How to Prepare for a July Rally
Whoa, what a trading session! Friday sent stock prices soaring: the S&P 500 climbed 2.49% on the day, ringing the record for the single biggest daily gain of 2012. And as I write today, markets all over the world are quietly shoving higher in the first trading day of July.
Even though the S&P is looking a little bit timid today, there’s an important question on investors’ minds: “Should I buy in July?”
Today I’ll show you how the market trying to trend higher using two simple charts…

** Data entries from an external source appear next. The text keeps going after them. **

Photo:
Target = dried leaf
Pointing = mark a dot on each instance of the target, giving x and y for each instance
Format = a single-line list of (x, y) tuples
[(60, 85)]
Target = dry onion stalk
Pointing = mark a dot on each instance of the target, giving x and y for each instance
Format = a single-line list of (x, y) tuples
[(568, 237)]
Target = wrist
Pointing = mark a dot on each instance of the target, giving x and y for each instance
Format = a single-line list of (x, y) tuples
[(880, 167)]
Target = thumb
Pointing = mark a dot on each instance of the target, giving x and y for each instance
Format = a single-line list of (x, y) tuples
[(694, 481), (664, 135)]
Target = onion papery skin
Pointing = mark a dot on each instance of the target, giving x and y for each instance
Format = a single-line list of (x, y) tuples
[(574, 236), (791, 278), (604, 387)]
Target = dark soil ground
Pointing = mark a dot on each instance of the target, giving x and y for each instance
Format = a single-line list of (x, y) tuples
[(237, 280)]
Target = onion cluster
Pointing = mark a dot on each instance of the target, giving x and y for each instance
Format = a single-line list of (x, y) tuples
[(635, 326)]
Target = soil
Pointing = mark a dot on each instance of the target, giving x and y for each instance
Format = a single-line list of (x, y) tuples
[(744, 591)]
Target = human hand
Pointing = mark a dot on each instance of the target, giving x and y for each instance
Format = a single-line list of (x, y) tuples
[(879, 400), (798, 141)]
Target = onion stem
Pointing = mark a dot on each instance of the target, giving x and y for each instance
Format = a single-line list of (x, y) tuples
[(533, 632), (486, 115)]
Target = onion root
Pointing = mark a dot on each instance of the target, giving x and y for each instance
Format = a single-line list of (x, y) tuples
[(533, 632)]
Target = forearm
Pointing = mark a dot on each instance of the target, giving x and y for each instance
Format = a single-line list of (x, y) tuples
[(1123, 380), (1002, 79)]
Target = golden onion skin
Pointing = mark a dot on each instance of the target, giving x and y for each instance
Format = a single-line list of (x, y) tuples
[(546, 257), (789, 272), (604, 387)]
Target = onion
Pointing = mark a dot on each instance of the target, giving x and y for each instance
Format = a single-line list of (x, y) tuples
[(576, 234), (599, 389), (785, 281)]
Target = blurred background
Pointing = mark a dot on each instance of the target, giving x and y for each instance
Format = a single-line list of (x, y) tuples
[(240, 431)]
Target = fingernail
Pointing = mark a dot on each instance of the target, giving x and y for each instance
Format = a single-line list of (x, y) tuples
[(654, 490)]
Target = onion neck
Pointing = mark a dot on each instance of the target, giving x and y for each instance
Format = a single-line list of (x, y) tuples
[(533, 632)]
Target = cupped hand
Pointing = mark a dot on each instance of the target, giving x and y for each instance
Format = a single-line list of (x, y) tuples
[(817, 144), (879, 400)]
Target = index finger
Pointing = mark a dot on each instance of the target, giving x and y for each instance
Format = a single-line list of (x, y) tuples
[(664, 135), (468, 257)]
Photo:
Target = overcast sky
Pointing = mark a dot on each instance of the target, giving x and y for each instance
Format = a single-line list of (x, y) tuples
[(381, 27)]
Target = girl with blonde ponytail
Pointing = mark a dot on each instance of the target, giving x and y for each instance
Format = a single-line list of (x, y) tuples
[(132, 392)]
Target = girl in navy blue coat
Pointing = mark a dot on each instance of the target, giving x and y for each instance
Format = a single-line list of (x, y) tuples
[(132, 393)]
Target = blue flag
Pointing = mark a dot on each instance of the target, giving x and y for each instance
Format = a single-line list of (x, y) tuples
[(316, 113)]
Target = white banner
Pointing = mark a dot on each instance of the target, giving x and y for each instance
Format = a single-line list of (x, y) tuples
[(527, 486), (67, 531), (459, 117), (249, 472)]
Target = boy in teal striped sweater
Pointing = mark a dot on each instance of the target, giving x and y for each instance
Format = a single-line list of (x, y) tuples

Rewind back a bit to the last time I updated you on the big picture for the market, back on June 18. Back then, I showed you a chart of the S&P 500, and explained why it was looking “bottomy”. In other words, I said that, “it looks like the market is reversing and turning higher right now.” Here’s an updated look at what Mr. Market looks like:
In the chart, I’ve labeled three horizontal price levels, 1, 2, and 3. I won’t bore you with the details of those levels here, but suffice it to say that they’re levels that act as price barriers for the S&P 500. I’ve also written in the head and shoulders labels from the column I wrote back in June.
The important thing is that from the time our head and shoulders pattern started forming, it never fell down below the right shoulder (line 1). Because the market held up above that level, we knew that our upside pattern was still valid, even though the market was reversing lower. Also critical is the fact that the S&P pushed above line 3 on Friday. The fact that Mr. Market closed above that barrier means that buying pressure is strong.
That may come as a surprise to some people. Let’s not forget the context of last week’s move: the market had been sliding lower since late March, and it looked like June was going to end by pushing lower. Sentiment was bad and investors were fleeing the market in droves. That brings us to our next chart:
This chart comes from the folks at SentimenTrader. It shows trading volume in inverse ETFs. These are bearish exchange traded funds that gain in price when the market falls. As you can see from the chart, whenever inverse ETF volume has spiked above 0.5% of all U.S. exchange volume (a sign that the crowd is piling into bearish bets), it’s signaled a short-term bottom for the market.
We saw the last spike above the 0.5% level just a week or two ago. That supports our reversal call in the S&P 500 this summer…
At this point, I think it’d be a mistake to pile into stocks to fast – we’re not completely out of the woods yet. That said, the market is reversing according to the blueprint that I showed you a few weeks ago. That sets the stage for buyers to start accumulating positions right now. If you’re looking to buy right now, I would look toward the stronger sectors–such as technology names. Names in outperforming sectors have the best chance at becoming the new market leaders if stocks continue to rally.